Vancouver —
The Lone Mountain property is 5 miles from the town of Silver City, 9 miles southwest of
Kennecott drilled the property in the late 1970s, and subsequent work was carried out by Chevron and Granges in the mid-1980s.
Chevron calculated a historical resource in two separate zones in 1983. The Lake Valley zone was found to contain 7.35 million tons grading 2.2% copper, 5% zinc, and 1.2 oz. silver per ton at a cutoff grade of 1% copper. At the same cutoff, the Lower Paleozoic zone contained 17.5 million tons grading 1.36% copper (this increases to 94 million tons grading 0.74% copper at a 0.5% cutoff).
These resources were later verified by both Pincock Allen & Holt and Cypress Minerals. Augusta plans to update the resources so that they comply with National Instrument 43-101.
Lone Mountain appears to be a buried high-grade copper-zinc-silver skarn hosted by Mississippian limestone (Lake Valley). This part of the deposit starts at 550 metres depth.

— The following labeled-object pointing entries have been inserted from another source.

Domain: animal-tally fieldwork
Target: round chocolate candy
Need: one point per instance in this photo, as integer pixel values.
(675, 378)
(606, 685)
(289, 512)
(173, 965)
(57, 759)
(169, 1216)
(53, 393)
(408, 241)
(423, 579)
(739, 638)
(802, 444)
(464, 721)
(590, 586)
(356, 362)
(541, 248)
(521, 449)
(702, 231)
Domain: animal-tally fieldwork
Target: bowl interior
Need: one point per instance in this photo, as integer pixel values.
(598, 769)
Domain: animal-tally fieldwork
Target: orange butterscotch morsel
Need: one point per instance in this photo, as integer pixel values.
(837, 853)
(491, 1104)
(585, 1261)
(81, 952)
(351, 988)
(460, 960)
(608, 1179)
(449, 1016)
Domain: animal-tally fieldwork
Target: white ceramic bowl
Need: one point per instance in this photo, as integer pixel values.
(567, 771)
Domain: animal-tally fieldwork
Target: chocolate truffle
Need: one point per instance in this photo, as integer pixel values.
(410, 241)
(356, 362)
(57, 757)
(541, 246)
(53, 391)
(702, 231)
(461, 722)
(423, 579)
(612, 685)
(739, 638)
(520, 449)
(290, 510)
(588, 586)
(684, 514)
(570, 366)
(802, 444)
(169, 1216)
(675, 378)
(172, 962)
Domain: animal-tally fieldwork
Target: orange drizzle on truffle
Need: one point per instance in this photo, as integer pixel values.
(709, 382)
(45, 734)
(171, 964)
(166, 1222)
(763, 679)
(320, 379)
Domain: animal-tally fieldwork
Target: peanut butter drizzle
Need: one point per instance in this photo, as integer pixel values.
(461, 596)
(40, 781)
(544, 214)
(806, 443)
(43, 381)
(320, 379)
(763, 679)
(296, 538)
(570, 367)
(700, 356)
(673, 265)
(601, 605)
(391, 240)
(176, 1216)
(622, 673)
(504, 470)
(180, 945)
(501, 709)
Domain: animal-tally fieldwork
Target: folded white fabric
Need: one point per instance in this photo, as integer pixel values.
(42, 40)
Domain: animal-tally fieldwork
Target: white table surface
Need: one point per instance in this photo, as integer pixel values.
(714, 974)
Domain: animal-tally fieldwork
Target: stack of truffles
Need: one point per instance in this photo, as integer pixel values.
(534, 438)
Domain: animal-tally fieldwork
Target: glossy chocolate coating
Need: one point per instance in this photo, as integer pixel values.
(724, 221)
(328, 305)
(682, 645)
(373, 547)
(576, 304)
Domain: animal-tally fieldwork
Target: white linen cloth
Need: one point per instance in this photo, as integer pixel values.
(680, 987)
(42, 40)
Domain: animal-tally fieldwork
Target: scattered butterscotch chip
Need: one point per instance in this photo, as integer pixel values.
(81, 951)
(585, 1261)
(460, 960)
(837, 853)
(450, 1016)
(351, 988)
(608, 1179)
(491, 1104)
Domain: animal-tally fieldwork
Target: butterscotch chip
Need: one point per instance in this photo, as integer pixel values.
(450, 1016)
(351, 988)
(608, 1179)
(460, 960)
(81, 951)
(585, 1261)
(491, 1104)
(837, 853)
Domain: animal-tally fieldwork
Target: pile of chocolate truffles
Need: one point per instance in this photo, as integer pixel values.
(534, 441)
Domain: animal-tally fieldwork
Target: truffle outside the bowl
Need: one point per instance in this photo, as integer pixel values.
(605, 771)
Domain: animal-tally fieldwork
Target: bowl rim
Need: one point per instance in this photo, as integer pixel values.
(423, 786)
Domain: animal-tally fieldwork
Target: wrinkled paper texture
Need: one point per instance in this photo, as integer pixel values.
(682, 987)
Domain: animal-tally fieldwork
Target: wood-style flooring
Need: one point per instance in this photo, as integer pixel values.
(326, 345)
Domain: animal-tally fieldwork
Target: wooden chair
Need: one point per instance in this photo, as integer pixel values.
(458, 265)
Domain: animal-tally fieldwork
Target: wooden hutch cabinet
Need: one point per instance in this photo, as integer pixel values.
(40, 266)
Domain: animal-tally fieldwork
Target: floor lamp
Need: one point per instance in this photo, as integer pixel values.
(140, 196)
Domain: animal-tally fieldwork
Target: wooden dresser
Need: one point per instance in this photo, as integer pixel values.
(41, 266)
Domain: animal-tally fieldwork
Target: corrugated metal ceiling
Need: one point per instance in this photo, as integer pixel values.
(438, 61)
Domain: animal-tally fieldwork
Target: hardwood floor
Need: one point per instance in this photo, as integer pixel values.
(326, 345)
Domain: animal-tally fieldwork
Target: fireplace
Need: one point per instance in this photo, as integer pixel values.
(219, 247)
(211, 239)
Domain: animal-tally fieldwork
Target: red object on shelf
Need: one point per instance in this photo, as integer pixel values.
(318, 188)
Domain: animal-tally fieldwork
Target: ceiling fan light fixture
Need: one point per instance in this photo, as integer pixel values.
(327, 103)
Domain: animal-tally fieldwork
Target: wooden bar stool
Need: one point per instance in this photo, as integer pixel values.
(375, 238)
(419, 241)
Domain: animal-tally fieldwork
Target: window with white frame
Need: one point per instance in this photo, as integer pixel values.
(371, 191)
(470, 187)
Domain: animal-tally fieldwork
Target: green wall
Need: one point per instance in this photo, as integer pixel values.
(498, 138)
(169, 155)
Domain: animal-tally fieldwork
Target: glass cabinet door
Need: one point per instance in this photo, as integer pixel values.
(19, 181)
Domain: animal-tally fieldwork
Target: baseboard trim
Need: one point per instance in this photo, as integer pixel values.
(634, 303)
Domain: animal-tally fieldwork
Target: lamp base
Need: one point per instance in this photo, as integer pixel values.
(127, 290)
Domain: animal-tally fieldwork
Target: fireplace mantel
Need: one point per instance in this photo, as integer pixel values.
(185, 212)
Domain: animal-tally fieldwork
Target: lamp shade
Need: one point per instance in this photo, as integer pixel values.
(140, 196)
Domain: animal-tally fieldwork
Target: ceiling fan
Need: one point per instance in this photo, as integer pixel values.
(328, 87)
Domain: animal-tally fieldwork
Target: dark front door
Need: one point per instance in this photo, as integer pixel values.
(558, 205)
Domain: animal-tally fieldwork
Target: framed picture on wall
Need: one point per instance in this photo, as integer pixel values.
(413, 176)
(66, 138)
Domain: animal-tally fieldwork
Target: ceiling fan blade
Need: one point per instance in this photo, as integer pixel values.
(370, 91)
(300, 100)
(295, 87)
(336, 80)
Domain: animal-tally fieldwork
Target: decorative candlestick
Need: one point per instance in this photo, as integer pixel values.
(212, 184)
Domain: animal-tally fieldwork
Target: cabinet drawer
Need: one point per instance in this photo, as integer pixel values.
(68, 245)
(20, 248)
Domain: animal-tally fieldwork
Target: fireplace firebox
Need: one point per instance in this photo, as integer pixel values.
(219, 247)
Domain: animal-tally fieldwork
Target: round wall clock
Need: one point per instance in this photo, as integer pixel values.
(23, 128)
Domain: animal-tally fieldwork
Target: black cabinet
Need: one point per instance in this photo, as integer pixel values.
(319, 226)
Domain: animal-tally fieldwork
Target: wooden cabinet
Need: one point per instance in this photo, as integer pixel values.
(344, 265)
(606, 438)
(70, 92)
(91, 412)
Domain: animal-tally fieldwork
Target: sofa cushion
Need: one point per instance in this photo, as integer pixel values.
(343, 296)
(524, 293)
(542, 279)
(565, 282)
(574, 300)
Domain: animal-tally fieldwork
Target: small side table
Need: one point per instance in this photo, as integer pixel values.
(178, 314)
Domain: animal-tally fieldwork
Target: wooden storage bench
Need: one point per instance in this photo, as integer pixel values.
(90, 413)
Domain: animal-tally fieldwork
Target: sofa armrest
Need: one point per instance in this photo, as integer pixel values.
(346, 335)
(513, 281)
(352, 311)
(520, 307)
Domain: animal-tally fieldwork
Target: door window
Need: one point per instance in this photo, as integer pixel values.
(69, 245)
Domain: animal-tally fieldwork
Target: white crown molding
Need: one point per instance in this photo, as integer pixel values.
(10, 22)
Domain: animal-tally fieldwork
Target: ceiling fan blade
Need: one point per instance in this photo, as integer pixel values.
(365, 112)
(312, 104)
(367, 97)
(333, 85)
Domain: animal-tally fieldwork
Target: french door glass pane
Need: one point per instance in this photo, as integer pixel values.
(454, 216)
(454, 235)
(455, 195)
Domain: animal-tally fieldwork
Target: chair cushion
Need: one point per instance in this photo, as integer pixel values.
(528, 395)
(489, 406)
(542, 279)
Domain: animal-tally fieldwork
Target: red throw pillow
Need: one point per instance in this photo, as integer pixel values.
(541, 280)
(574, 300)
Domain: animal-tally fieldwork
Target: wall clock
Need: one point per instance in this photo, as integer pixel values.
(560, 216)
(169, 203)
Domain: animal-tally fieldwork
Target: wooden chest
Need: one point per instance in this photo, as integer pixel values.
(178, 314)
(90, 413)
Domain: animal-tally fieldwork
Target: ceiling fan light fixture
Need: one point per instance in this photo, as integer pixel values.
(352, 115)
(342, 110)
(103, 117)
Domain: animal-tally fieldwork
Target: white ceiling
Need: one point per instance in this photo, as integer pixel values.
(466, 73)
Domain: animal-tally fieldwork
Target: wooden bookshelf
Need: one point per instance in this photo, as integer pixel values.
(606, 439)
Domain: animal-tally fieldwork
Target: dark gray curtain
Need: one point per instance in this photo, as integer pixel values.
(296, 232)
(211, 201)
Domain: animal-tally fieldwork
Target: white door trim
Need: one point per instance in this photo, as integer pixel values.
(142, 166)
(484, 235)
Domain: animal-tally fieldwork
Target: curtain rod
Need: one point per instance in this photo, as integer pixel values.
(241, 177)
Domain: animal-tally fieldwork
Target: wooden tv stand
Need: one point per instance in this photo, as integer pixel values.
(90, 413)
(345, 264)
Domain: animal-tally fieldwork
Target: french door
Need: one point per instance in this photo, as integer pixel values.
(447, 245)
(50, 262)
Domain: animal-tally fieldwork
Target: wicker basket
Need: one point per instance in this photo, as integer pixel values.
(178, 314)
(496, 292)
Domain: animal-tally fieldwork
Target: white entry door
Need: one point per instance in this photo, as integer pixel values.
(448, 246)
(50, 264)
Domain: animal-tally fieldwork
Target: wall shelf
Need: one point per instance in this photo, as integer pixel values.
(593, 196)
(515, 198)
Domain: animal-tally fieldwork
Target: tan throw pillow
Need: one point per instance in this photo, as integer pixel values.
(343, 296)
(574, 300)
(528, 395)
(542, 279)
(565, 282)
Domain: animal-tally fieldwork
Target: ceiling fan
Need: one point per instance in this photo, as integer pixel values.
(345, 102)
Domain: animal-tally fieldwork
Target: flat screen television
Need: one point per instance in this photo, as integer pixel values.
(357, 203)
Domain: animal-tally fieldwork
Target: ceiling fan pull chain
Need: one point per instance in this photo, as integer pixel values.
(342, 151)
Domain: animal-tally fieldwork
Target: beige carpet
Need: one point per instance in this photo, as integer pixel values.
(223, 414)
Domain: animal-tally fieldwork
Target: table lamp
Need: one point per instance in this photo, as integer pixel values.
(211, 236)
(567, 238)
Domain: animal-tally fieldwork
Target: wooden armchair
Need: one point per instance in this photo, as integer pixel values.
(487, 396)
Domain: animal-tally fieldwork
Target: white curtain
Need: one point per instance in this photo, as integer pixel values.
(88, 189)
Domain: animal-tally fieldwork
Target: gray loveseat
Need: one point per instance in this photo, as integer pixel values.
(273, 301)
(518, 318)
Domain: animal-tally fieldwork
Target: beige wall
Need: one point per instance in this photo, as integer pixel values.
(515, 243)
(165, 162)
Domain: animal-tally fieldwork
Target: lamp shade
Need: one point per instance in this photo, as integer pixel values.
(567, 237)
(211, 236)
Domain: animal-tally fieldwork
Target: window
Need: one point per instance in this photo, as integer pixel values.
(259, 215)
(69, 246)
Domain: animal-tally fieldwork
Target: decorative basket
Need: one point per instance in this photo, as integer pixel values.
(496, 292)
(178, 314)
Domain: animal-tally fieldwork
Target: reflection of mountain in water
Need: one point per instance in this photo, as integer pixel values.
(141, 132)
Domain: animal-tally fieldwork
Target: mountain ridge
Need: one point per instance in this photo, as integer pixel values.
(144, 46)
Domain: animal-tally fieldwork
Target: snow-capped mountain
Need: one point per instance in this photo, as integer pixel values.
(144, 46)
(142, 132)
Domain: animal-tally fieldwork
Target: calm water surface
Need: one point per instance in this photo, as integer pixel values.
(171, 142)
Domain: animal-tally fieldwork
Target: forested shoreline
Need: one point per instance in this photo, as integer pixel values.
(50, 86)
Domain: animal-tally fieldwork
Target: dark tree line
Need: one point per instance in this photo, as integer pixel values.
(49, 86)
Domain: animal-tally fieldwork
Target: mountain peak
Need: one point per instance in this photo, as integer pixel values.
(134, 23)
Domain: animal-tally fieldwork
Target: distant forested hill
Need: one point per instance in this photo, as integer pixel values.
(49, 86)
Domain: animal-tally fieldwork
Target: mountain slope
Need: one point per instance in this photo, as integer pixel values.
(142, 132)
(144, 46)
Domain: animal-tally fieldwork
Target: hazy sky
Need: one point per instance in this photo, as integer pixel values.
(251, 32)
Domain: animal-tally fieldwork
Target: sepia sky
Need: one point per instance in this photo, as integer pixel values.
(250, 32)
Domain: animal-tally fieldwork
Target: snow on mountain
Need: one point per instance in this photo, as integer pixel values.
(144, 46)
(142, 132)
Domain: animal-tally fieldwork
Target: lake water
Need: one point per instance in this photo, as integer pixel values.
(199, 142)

Farther down, lower Paleozoic dolomite-limestone hosts copper mineralization near their contact with a Tertiary quartz-monzonite porphyry stock. The skarn-type mineralization is structurally and stratigraphically controlled.
The mineralized zones remain open to the northeast and northwest. An unexplored area, west and south of the known mineralization, includes several surface silver-manganese showings, which are slated for drilling.
Augusta must pay US$1 million in cash and 325,000 shares and spend US$4.8 million on exploration during the first three years of the deal.
In late 2004, New Mexico revamped its Mining Law, reducing its take from production to a 2% royalty, whereas previously it was from 5%.